Dodd took a step forward, reaching for the gun in Hardin's fist. Hardin backed away quickly, swinging the gun around and then bringing it hip-high, tilting the muzzle up at Dodd's face.
For an instant, they faced each other, the silence between them as deadly ominous as a primed hand grenade. Their eyes locked, and they each read meaning into the other man's face, each striving to understand that meaning. It was Hardin who grasped it first. His finger tightened on the trigger of his gun. The pistol kicked in his fist, sent a shock rumbling up the length of his arm.
He saw Dodd's face erupt when the bullet took it, and then Dodd pitched forward into the dirt, and the sound of the shot seemed to linger on the air for a long while, long after he had crumpled to the ground, his face holding a look of shocked surprise under the blood.
Hardin looked at the revolver in his hand and frowned; he was getting a little too handy with the thing. That was three times he had used it. He would have to watch that, he reflected, as he picked up the other weapon and felt the dead man for another clip. There was none, but .45 Auto was a common caliber and he had no doubt he would find more shells for it along the road.
Grief struck him suddenly, like the ache of a nagging tooth suddenly flaring into pain. Where are you going now? he asked himself. What are you going to do? You with two guns and nobody, nothing.
The girl, about whom he had completely forgotten, stirred a little on the spot where she was standing, from which she had not moved. In daylight, her wet and grimy clothes, her streaked face and stringy hair made it almost impossible to recall the hint of beauty that the firelight had suggested the evening before.
She looked merely hungry and dirty. The wedding ring, and a rather good diamond, gleamed on her hand like a forgotten memory. The fact that she had been allowed to retain her rings through all her experiences was, Hardin reflected, a commentary on the situation: it had not taken people long to realize that you could not eat jewelry. These days you could carry a bar of gold safely down the highway, but you were very apt to be killed for a can of Spam.

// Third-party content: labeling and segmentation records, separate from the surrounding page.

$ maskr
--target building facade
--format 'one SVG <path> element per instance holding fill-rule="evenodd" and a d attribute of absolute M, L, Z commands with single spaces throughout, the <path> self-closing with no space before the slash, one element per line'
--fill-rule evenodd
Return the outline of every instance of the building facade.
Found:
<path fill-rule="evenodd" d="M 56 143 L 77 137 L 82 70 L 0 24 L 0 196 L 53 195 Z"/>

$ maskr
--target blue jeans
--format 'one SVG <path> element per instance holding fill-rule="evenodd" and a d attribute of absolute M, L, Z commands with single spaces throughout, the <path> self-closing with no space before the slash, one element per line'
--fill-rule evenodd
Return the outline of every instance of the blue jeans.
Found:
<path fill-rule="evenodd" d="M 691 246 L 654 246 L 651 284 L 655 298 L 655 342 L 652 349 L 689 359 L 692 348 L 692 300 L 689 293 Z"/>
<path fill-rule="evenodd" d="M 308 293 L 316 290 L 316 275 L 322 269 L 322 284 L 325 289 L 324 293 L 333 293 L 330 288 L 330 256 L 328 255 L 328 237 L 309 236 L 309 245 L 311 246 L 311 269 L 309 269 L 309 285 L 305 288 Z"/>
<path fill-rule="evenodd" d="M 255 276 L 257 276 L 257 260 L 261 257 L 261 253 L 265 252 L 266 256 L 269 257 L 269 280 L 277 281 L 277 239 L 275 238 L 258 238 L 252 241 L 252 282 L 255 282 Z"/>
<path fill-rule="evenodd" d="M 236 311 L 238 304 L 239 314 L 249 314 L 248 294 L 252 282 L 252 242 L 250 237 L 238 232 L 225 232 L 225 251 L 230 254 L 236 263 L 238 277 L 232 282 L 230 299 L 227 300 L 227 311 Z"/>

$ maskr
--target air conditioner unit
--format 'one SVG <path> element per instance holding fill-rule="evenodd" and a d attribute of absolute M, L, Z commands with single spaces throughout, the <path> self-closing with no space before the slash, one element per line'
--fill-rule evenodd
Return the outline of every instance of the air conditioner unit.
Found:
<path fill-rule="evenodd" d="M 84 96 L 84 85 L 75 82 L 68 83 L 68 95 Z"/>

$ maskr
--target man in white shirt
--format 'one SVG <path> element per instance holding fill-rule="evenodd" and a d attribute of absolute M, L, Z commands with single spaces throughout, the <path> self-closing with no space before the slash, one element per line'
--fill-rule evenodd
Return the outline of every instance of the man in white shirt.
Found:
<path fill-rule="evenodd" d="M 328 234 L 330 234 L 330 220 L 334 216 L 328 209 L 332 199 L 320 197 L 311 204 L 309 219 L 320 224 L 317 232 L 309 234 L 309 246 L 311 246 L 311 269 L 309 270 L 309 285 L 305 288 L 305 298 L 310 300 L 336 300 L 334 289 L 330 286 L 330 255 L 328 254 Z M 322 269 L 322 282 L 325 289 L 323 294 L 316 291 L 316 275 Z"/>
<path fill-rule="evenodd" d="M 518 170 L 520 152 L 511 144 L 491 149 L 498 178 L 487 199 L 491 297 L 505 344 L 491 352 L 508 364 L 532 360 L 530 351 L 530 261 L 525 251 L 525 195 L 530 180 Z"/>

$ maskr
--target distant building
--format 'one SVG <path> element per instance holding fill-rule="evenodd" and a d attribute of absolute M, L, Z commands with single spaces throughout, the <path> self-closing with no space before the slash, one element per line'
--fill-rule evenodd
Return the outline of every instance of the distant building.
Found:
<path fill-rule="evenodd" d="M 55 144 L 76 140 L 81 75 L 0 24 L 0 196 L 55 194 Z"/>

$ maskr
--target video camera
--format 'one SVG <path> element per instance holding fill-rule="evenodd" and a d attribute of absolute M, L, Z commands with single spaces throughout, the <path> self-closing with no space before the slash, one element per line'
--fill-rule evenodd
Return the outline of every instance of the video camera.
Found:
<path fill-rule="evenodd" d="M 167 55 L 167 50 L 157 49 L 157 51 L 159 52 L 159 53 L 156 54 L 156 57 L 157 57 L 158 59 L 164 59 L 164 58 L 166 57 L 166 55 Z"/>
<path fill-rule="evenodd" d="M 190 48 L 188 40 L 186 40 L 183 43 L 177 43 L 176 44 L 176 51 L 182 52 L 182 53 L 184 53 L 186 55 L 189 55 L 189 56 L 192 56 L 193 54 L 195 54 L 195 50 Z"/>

He looked at her for a moment longer. In his mind was something Ellen had said: Somebody's got to go on living. After a moment, he put the guns away, one in his pocket and the other under his belt. He did not look at the broken turf by his feet, but turned away.
Somewhere to the south there would be a place where a couple of people could endure the winter to come without freezing to death. After that, who knew?
"Come on," he said irritably over his shoulder, then flushed a little as he saw that the girl was walking right beside him.